雪とけて村一ぱいの子ども哉(ゆきとけてむらいっぱいのこどもかな)
注解引用◎「村一ぱい」という表現に、空にはね返るような子供らの喚声が聞こえてくる
☆ 注解の通り、この句のいのち、調べの高まりの波頭は「いっぱいIPPAI」にあります。この波の高まりは最後の「子ども哉KODOMOKANA」まで保たれています。「子どもkOdOmO」の母音オO音は低い音ですが鼓動のようなリズム「オオオ」と意味の明るさが勝ち、波は沈まず、「かなKANA」の明るい響きに喚声が聞こえるようです。とても好きな句です。
痩蛙まけるな一茶是に有(やせがへるまけるないっさこれにあり)
注解引用◎江戸在住当時の、四十を過ぎてもまだ妻帯できず、この性の争闘に目を光らせている一茶の相貌を思い浮かべるとよい。ことさらに諧謔調を弄したところにも、一茶の屈折した心理が感じられる。

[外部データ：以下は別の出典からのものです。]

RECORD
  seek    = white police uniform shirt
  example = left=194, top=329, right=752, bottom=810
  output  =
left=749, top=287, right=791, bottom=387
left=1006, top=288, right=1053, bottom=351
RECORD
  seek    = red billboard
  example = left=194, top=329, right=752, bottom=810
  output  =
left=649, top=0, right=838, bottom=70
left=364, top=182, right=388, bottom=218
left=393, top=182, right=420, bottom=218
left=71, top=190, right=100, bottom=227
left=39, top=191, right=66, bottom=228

☆ 芭蕉の代表句「古池や蛙飛び込む水の音」と並び知られた一茶の代表句。山下一海教授はエッセイで、江戸時代の「カワヅ」と「カエル」の雅と俗の心理的な読み分けを捉えていました。この二句はそれぞれ「カワヅ」、「カエル」でないといけないと感じるものが日本語を母語とする者には確かにあります。
注解者の丸山一彦教授の一茶の心理の屈折についての言葉は鋭いと感じます。性に絡んだやるせなさが、闘い交尾するカエルたちとともに水面に波紋をひろげ、諧謔にまとわりつきたゆたっています。
どんど焼きどんどゝ雪の降りにけり(どんどやきどんどどゆきのふりにけり)
注解引用◎「どんど焼」から「どんど」と続けた頭韻がよくきき、はずみ立つような気分が声調にも生かされている。
☆「どんどど」の音には濁音の重さと強さがあって、太鼓の響きのように頭韻しています。母音「オO」音と「イI」音が交錯しつつ「dOndOyakI dOndOdOyukInO furInIkerI」主調を奏でています。
「焼きYaKI」と「雪YuKI」が響きあい、「降りにけりfurInIkerI」にこだまし、母音イI音が脚韻しています。とても音楽的な句です。
次回も、小林一茶の俳句を見つめます。